The azimuthal signature needs to be adequately recorded, processed and measured In order to estimate the stress field distribution. After gather conditioning a dataset should have maximized signal-to-noise ratios, flattened reflector events and preserved amplitude variations.
The key steps in compliant amplitude-versus-offset and amplitude-versus-azimuth seismic data conditioning are random noise attenuation, angle muting to remove spurious energy beyond a threshold angle of incidence, high-resolution de-aliased radon transform de-multiple and high-density velocity analyses for both anisotropic and azimuthal velocity derivation. Ray bending for offset angle gather conversion and reservoir-oriented gather conditioning for prestack inversion are also critical.

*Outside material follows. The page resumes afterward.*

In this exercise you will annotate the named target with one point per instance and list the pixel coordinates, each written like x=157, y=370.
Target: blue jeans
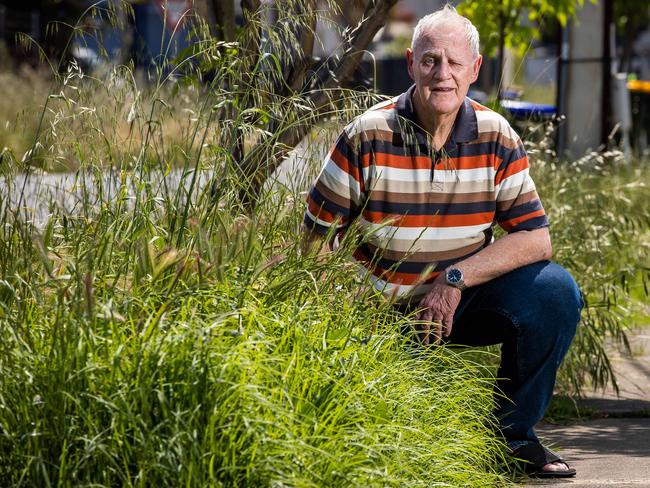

Multi-attribute analysis of the Tri-Parish data suggests that better development locations are found here in areas that have a combination of certain key rock properties, for example, better porosity development, high siliceous mineralogical content, and high values of TOC. Detailed rock property analyses showed that properties such as Poisson's ratio and Lambda-Rho (incompressibility) are useful for identifying these areas in this field. Low Poisson's ratio areas indicate the more siliceous, low-carbonate content, normally associated with better porosity development. Bulk volume of gas can be estimated by combining these properties via multi-attribute analysis.
In general, the researchers found that no single attribute provided enough information to correlate seismic data to production, but multiple elastic- and stress-related attributes can be correlated to average production and horizontal well length at well locations with 95% correlation. The predicted production shows several undrilled areas with potentially high productivity.
For validation, the predicted local stress fields were compared to tri-axial measurements from core samples at two locations. The full strain tensor and the principal stress directions were measured from these core samples, which then served as baseline values for correlating seismic predictions. We found that the direction of maximum horizontal stress, predicted from seismic observations, matched the corresponding core stress measurements to within 5%.
Although a statistical method of exploitation, where several wells are drilled near a productive well and areas around failed wells are abandoned, has proved successful so far in the relatively homogeneous Haynesville Shale, there are opportunities to increase production by targeting predicted sweet spots. This is what CGGVeritas can provide through the analysis and calibration of the stress and related attribute volumes derived from this seismic shale gas workflow. This analysis and workflow have the potential to predict fracture behavior and reservoir drainage geometry, enabling optimal well placement and completion designs including stage zoning in hydraulic fracture stimulation. Significantly, this will also mitigate the risks associated with drilling hazards and hydraulic stimulation.
Image: Mapping of the predicted first six months of production (calibrated to horizontal well length), based on correlation of calibrated geomechanical and lithological attributes with actual production rates. High-productivity areas are shown in red.